Haymarket’s asset tracing skills, combined with in-depth knowledge of the various disclosure and enforcement orders that are available in diverse jurisdictions, are the first choice for several major law firms faced with the challenge of identifying and freezing hidden assets.

 

On occasions, quite simple techniques have yielded remarkable results.





Investigators had identified a firm of accountants suspected of money laundering. The accountants' offices were on a busy thoroughfare in London. The offices across the road from the target building were available for short-term rental and it was apparent from the window of these offices that a computer screen was visible within the accountants' building, at a distance of about 40 metres. A powerful spotter scope was used to read every letter, fax, e-mail and other transmission composed on this machine. The observer dictated the contents of the screen to tape, which was transcribed each evening. Within two months, the investigation had assimilated a mass of detail about the offshore trusts, bank accounts and other investment vehicles used by the fraudsters. The methods used were legal - passive interception of computer data through the use of a telescope or binoculars did not contravene any law. and excellent customer service.

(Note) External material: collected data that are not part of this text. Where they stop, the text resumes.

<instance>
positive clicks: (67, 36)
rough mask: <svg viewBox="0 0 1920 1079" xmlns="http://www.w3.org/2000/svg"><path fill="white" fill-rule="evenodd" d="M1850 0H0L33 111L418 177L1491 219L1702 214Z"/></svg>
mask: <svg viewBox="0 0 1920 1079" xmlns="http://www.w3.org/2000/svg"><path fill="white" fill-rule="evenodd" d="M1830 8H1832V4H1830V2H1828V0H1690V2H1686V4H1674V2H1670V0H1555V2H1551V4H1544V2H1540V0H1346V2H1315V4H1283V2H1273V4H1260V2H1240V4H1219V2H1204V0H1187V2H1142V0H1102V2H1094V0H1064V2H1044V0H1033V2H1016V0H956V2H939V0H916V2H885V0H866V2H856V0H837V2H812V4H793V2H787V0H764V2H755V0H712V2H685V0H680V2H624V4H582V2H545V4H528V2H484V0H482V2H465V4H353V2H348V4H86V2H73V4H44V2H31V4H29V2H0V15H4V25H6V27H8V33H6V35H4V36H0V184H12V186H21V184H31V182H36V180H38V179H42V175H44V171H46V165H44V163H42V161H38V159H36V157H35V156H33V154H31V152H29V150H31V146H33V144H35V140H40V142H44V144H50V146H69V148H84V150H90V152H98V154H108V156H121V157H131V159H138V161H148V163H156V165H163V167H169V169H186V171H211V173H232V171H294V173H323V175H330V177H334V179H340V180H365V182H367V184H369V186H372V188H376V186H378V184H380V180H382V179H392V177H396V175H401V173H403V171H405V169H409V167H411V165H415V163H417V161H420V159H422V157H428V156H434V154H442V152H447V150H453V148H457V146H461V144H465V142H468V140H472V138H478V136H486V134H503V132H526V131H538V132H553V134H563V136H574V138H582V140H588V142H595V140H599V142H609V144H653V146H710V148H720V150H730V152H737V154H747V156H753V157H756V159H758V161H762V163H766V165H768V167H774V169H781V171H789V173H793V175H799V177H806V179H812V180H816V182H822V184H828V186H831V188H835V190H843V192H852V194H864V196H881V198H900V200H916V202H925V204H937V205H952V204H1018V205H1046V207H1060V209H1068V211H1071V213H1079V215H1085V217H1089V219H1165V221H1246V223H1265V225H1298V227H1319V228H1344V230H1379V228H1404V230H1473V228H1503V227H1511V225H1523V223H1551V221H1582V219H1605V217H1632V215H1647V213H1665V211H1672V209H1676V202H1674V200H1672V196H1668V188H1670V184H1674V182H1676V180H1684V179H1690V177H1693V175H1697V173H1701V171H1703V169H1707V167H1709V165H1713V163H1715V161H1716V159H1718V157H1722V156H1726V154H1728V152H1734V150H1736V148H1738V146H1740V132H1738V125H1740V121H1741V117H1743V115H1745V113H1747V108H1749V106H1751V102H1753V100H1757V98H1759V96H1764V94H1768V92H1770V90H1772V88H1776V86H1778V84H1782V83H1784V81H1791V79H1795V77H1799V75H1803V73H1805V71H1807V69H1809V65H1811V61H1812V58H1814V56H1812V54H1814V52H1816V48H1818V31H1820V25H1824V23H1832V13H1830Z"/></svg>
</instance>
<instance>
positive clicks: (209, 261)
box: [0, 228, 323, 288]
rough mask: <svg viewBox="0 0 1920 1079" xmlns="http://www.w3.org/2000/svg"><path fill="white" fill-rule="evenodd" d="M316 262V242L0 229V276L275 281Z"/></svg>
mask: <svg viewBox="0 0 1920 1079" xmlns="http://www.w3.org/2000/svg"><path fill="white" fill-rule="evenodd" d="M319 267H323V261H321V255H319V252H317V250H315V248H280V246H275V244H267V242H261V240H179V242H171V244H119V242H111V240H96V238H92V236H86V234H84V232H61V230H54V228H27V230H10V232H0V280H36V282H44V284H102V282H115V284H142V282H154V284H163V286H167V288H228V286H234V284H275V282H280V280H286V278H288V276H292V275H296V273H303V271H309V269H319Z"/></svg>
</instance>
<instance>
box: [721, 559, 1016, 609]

A European company instructed an accountancy practice to investigate the loss of $20 million. After a year had elapsed and at significant cost, the accountants produced a finely bound report which concluded that the money had been lost through poor investments and there was no hope of recovery. Unconvinced by the accountants' report, the company retained a Haymarket consultant to investigate. Following intensive enquiries in South America, the consultant established that the funds had, in fact, been embezzled, and he successfully traced all of the money, which had been laundered through a complex labyrinth of offshore accounts, to a numbered account in New York. Courtesy of an Access Order, obtained through the Manhattan court system, the consultant then established that all of the misappropriated funds had been transferred to a numbered account at a small private bank in Zurich. The evidence which he adduced was then provided to the client's lawyers to enable recovery proceedings to begin.